Sometimes it was guesswork, sometimes they had nothing to go on, like that early case with the women killed in their homes. But Loren was watching, he was taking in everything, waiting until it felt right. And then he bought a suit at a department store and borrowed a Lexus from a local dealership, and he made Hoskins wait in the car when he went up to a nice house in a fancy neighborhood, not unlike the ones where each of the dead women had been found. A woman answered his knock, a housewife who was home alone, her kids were at school and her husband at work, and Loren had smiled and asked to use her phone because his cell had gone dead and he was late for an appointment. And even though Loren had the face of a rabid bulldog the housewife had taken one look at his nice suit and the Lexus parked at the curb and she’d let him in, had even closed the door behind him. Because money talks, even when its mouth is shut tight. And Loren could’ve done anything behind that closed door, he could’ve raped and killed the woman, or sat down for tea, but instead he called Hoskins, who pulled his vibrating cell from his pocket and stared at it for a moment, with the same expression he would’ve had if he’d pulled out a poisonous snake.

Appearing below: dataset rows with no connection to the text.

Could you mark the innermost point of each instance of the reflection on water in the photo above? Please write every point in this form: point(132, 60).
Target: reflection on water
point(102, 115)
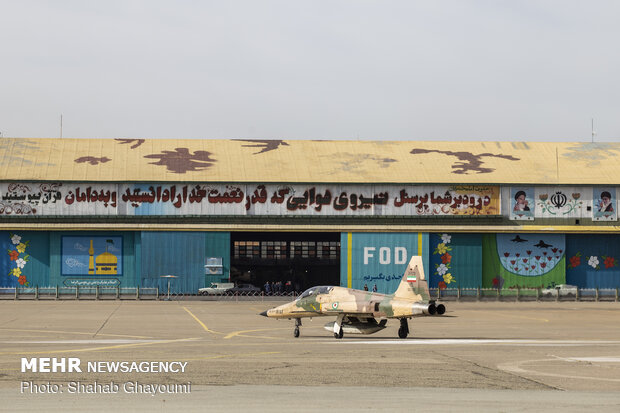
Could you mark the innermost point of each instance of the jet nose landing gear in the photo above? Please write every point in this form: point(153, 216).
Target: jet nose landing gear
point(338, 333)
point(403, 331)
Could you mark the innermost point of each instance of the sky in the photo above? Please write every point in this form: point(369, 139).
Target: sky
point(270, 69)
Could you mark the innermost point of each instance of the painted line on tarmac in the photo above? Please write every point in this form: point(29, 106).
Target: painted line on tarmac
point(594, 359)
point(515, 367)
point(222, 356)
point(201, 323)
point(544, 320)
point(70, 332)
point(103, 341)
point(242, 332)
point(83, 350)
point(434, 342)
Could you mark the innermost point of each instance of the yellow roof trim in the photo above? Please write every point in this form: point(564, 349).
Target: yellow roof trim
point(306, 161)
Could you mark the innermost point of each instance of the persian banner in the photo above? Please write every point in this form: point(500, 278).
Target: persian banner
point(79, 199)
point(522, 205)
point(604, 204)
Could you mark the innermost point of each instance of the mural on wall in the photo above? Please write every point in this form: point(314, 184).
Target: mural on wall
point(561, 202)
point(604, 204)
point(75, 199)
point(523, 260)
point(442, 269)
point(467, 161)
point(593, 261)
point(455, 260)
point(522, 204)
point(92, 256)
point(19, 259)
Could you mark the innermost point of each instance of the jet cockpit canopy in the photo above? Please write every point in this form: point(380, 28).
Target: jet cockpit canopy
point(322, 289)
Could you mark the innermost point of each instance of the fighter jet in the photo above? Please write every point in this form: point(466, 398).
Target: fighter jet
point(542, 244)
point(357, 311)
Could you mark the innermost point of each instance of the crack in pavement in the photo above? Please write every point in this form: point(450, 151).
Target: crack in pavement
point(106, 320)
point(501, 372)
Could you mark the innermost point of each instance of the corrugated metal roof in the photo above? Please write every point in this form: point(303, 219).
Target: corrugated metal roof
point(314, 161)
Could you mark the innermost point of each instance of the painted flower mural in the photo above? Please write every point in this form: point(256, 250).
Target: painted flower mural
point(19, 259)
point(443, 250)
point(593, 262)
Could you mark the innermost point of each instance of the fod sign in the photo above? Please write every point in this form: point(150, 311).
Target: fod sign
point(385, 255)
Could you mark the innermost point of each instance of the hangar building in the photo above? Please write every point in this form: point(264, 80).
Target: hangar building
point(125, 212)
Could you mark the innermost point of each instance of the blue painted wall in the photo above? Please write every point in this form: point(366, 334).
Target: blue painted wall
point(379, 258)
point(128, 257)
point(182, 254)
point(460, 256)
point(592, 260)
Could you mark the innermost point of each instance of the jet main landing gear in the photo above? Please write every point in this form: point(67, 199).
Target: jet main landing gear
point(338, 333)
point(297, 325)
point(403, 331)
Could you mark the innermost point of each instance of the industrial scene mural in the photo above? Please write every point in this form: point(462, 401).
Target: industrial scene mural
point(92, 256)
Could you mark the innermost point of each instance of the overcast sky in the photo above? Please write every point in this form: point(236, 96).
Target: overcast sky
point(445, 70)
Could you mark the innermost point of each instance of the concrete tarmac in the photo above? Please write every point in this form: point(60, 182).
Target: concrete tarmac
point(487, 356)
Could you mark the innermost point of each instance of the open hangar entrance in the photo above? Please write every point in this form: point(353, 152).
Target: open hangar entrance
point(297, 260)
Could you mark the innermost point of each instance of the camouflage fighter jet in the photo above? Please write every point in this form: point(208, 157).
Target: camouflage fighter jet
point(357, 311)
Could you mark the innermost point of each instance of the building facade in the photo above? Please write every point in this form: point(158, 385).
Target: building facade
point(125, 212)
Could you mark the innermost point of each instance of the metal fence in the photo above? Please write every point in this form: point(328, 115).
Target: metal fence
point(524, 294)
point(138, 293)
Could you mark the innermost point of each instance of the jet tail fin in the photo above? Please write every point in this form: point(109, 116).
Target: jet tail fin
point(414, 284)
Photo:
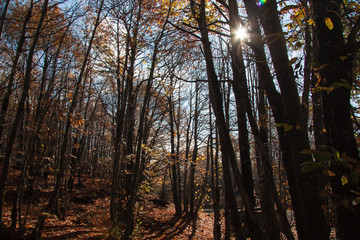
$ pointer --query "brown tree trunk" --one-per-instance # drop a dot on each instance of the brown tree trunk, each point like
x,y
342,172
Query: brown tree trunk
x,y
20,109
335,59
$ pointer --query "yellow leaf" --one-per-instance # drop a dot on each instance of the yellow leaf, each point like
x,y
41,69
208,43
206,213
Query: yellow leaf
x,y
344,180
311,22
329,173
288,127
329,23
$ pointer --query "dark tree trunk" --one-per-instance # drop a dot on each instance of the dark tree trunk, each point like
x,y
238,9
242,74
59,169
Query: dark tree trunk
x,y
335,58
287,109
20,108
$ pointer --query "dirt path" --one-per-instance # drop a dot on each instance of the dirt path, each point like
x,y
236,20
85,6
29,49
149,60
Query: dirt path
x,y
87,215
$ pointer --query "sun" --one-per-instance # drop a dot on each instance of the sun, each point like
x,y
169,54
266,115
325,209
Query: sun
x,y
241,33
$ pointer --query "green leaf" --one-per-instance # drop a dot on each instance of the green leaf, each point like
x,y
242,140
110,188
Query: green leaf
x,y
329,23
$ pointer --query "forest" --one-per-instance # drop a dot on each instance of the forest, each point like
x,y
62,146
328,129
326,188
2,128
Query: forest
x,y
179,119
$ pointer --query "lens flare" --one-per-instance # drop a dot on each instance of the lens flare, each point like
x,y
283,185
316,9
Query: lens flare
x,y
261,2
241,33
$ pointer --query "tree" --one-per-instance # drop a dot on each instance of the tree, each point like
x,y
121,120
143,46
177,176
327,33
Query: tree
x,y
336,63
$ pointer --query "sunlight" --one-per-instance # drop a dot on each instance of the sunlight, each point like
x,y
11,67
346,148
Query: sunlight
x,y
241,33
261,2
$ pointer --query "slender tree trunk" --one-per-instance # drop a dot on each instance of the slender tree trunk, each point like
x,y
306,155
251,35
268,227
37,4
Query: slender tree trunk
x,y
335,58
3,17
20,109
228,154
59,177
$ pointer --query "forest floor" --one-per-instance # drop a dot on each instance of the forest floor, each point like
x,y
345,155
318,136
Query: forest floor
x,y
87,214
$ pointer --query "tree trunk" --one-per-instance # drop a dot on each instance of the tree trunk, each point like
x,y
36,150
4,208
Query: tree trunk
x,y
335,59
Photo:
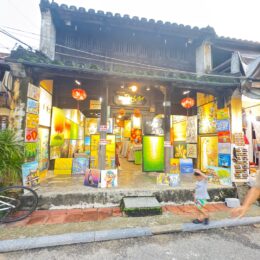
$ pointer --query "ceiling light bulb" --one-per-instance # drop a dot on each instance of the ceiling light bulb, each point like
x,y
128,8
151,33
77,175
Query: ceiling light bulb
x,y
78,82
134,88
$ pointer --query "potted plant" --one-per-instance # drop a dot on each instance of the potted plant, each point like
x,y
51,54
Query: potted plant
x,y
11,158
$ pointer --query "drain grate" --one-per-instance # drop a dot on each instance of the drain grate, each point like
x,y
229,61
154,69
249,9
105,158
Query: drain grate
x,y
140,206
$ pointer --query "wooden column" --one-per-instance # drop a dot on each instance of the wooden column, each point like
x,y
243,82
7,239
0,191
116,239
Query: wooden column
x,y
103,122
167,128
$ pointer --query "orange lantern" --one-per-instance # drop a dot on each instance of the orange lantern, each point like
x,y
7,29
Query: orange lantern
x,y
137,112
121,112
187,102
79,94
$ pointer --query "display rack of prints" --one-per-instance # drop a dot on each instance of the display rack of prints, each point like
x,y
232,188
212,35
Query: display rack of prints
x,y
223,125
175,165
109,178
240,163
192,129
186,166
33,92
192,151
180,150
92,178
30,174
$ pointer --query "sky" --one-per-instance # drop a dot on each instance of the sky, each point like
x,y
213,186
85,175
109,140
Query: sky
x,y
230,18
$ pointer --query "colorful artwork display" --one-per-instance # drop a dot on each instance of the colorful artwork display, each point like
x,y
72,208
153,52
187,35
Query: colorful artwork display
x,y
109,178
63,166
153,153
224,148
180,150
94,148
186,166
162,179
30,151
33,92
57,127
32,106
92,178
192,151
74,131
208,151
32,121
30,174
72,148
174,165
136,136
127,128
223,113
207,118
224,160
110,151
43,148
192,129
223,125
79,165
67,129
240,162
64,149
91,126
31,134
224,137
45,105
55,152
179,131
174,180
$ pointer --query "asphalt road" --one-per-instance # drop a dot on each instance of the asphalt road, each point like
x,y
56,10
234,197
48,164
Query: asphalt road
x,y
236,243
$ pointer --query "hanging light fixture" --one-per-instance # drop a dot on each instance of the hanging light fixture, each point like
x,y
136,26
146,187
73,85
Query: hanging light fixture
x,y
187,102
137,112
121,112
79,94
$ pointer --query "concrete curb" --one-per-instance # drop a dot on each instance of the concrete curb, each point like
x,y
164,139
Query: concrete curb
x,y
71,238
104,235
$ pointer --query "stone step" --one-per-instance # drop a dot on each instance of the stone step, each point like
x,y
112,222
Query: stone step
x,y
114,196
140,206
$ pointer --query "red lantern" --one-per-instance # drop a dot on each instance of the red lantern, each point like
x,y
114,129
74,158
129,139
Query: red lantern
x,y
121,112
187,102
79,94
137,112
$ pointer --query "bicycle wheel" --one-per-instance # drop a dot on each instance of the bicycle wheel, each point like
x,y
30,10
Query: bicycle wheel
x,y
16,203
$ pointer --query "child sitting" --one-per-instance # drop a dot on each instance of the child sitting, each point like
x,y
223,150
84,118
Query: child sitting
x,y
200,197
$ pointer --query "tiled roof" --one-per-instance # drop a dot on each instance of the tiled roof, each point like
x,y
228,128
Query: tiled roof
x,y
237,40
135,20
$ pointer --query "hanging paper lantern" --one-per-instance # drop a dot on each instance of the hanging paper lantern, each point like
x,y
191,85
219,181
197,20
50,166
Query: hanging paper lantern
x,y
137,112
79,94
187,102
121,112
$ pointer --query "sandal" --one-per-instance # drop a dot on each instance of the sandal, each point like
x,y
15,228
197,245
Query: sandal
x,y
197,221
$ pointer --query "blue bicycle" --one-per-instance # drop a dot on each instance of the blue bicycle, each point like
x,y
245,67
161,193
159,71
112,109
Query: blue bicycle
x,y
16,203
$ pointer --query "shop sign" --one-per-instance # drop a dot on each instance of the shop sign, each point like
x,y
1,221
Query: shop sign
x,y
31,135
224,137
127,99
94,104
103,142
223,125
33,92
103,128
32,106
167,144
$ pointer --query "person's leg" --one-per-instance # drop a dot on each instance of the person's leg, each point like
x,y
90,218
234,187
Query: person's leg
x,y
203,216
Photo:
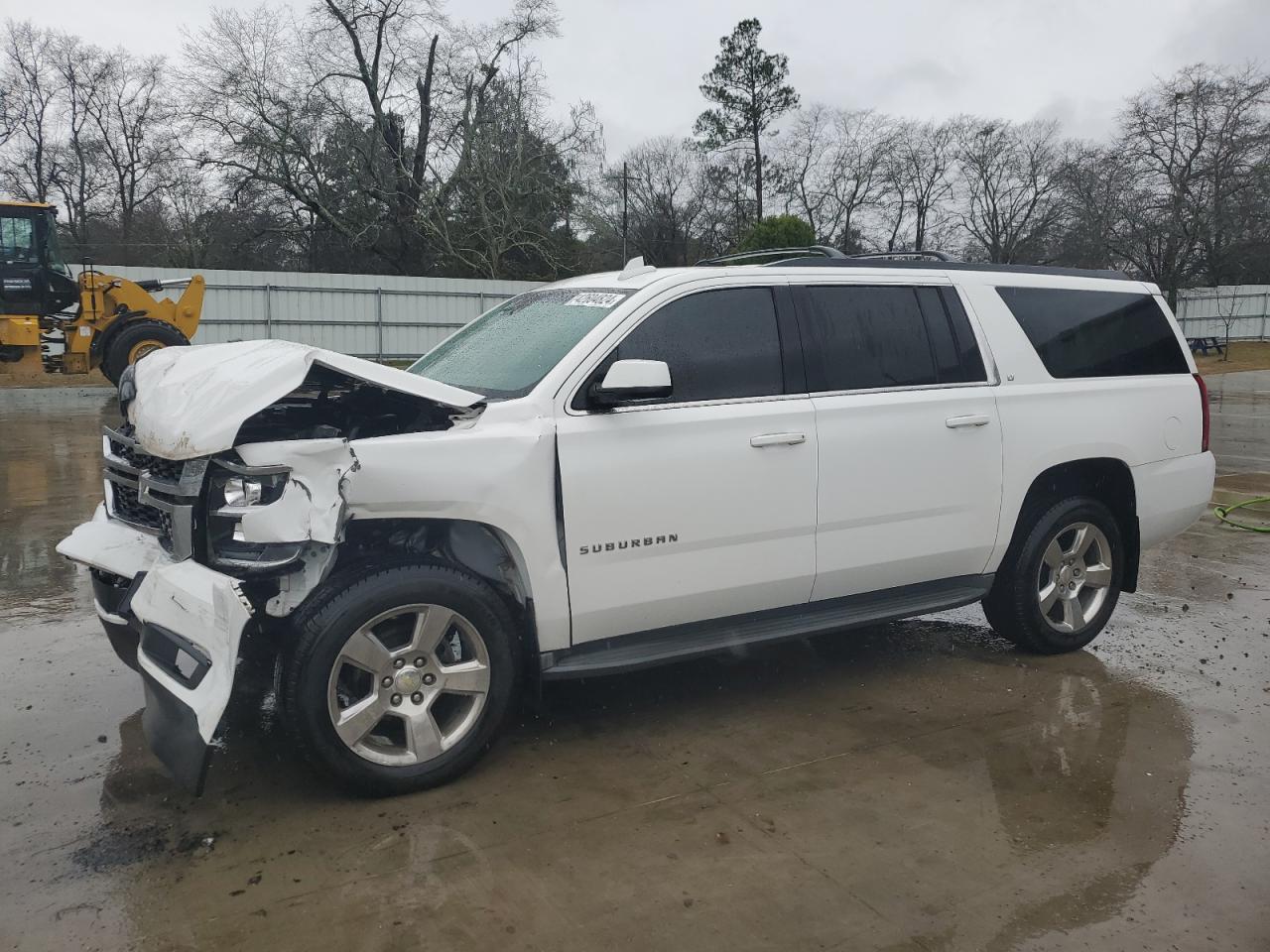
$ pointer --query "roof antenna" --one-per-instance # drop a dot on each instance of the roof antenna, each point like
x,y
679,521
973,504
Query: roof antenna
x,y
635,267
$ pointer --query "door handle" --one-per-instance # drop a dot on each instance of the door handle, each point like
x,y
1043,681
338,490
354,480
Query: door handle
x,y
778,439
971,420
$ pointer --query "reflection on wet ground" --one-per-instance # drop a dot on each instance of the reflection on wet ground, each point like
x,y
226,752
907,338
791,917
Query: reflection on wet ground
x,y
916,785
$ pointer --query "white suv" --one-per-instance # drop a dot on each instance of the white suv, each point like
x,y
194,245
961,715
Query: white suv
x,y
629,468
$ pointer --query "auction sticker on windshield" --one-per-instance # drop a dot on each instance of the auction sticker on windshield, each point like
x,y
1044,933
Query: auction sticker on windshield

“This is how he’s doing it, Paulie,” Loren said, his voice pleasantly low through the phone’s speaker. Hoskins tried to imagine what was going on inside, if the woman was standing by, waiting for him to finish his call, but Hoskins thought she’d probably turned her back, gone into the other room, wanting to be polite, even if it was her own home. “He doesn’t have to break in. They let him in. Invite him in.”

And Loren was right, he always was, they went knocking on doors again and a neighbor of one of the dead women came forward and said they did remember seeing a white car in the neighborhood around the time of the crime, a late-model Audi, something like that, and the man behind the wheel was handsome, with good hair. I didn’t think about him before, the woman said, spreading her hands and shrugging. I guess he didn’t look like a criminal.